#15: Read some perspectives on Web 2.0. Future of Libraries.
I'm reading the "Away from the 'icebergs' " perspective and I agree with Rick Anderson's views on the "just in case" collection. When I do collection building and I see the areas in which my middle school library is deemed lacking, I have the sneaking feeling that no one will ever check out the books that the "collection development experts" want me to buy. I don't need a "just in case" collection when all the information my students want is on the Internet. Collection development made sense when all materials had to be print materials, but that's not how students want to obtain their information these days.

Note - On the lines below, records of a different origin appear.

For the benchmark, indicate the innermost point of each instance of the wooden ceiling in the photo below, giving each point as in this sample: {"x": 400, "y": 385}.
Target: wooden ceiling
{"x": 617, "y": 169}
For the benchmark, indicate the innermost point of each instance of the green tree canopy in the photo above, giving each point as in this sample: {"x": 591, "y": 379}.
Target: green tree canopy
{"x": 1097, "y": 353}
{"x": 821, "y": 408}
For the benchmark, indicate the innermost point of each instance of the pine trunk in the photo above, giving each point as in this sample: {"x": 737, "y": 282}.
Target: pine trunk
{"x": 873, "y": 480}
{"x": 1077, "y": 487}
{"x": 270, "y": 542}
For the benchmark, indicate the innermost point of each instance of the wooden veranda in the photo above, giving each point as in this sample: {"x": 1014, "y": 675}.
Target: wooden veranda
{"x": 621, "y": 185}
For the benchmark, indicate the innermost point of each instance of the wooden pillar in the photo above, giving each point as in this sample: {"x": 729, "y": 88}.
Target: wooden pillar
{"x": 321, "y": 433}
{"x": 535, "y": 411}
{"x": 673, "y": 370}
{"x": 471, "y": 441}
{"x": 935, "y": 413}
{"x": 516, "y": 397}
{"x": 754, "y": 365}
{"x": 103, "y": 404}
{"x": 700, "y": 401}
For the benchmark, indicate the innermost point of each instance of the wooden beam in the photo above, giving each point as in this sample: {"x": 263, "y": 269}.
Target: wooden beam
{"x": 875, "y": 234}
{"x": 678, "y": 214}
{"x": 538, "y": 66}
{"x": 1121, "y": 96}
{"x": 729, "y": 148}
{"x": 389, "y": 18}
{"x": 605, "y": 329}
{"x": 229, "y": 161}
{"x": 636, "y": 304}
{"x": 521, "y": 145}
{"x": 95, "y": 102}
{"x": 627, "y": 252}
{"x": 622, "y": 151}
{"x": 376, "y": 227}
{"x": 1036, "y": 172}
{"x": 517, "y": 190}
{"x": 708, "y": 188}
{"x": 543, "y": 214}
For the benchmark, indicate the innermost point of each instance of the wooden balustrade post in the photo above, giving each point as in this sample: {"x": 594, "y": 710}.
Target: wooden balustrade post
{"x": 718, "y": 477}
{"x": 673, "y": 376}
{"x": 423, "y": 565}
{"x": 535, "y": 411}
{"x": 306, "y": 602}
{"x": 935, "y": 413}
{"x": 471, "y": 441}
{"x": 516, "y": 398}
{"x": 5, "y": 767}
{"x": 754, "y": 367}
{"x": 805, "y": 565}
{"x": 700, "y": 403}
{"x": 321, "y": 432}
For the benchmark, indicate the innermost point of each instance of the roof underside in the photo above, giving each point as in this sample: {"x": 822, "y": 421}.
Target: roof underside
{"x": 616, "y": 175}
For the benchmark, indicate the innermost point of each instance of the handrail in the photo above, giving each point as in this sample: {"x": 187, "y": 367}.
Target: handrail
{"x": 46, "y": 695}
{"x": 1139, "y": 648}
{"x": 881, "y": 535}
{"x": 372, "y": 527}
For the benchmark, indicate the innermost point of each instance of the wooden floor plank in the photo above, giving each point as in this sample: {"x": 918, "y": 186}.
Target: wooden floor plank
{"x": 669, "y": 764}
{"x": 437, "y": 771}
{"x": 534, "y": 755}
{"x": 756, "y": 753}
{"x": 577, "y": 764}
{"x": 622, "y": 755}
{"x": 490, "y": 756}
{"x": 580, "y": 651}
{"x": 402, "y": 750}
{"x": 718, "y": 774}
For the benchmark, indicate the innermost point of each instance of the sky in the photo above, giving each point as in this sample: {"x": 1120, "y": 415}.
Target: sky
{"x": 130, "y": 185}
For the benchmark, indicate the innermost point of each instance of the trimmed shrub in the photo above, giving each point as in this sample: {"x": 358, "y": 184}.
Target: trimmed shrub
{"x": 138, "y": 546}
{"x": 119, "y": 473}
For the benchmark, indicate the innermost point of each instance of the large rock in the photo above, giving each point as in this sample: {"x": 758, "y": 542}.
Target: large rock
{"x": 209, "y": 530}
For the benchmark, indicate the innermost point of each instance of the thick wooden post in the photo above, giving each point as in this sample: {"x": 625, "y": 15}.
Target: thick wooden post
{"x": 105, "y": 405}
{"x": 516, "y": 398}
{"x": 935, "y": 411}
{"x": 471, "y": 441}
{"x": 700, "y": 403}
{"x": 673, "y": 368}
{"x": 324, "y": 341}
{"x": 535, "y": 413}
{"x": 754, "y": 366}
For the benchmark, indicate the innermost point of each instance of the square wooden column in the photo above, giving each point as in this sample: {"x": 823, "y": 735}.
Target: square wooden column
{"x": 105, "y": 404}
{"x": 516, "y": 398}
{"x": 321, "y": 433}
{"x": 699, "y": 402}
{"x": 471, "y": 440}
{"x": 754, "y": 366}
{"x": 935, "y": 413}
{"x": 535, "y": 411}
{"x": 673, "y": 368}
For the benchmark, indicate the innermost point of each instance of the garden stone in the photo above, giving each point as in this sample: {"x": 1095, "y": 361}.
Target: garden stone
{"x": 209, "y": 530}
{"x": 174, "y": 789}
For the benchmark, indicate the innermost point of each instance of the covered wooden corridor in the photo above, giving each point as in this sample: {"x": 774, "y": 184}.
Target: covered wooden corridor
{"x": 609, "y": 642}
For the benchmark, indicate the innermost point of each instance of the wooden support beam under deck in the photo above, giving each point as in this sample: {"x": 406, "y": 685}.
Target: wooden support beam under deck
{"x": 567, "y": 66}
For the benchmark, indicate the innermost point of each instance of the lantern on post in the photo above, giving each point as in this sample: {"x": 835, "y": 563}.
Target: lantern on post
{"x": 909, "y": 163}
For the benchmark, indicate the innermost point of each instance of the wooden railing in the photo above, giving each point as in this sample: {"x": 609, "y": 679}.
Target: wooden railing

Library 2.0, for me, means using the resources available on the Web to make information accessible to my library patrons. For school libraries, there are limitations imposed by our tech department, based on receiving government funding. It is against our school district rules to be able to access email other than school district email, blogs, instant messaging, wikis -- any means by which students can send or receive personal messages from non-approved personel. As I understand it, this restriction is related to our district receiving government funding. We didn't use to have this restriction -- it's all come about in the last couple of years.
My school library is able to use Web 2.0 blogs that are made within the School Center Web platform, for which our district pays an annual fee. It supposedly helps to keep students from accessing blog topics that would not be age-appropriate. (It doesn't block YouTube, though, and students access all kinds of materials on that, so blocking teacher access to many of the Web 2.0 materials -- like blogger -- really does not make a lot of sense.)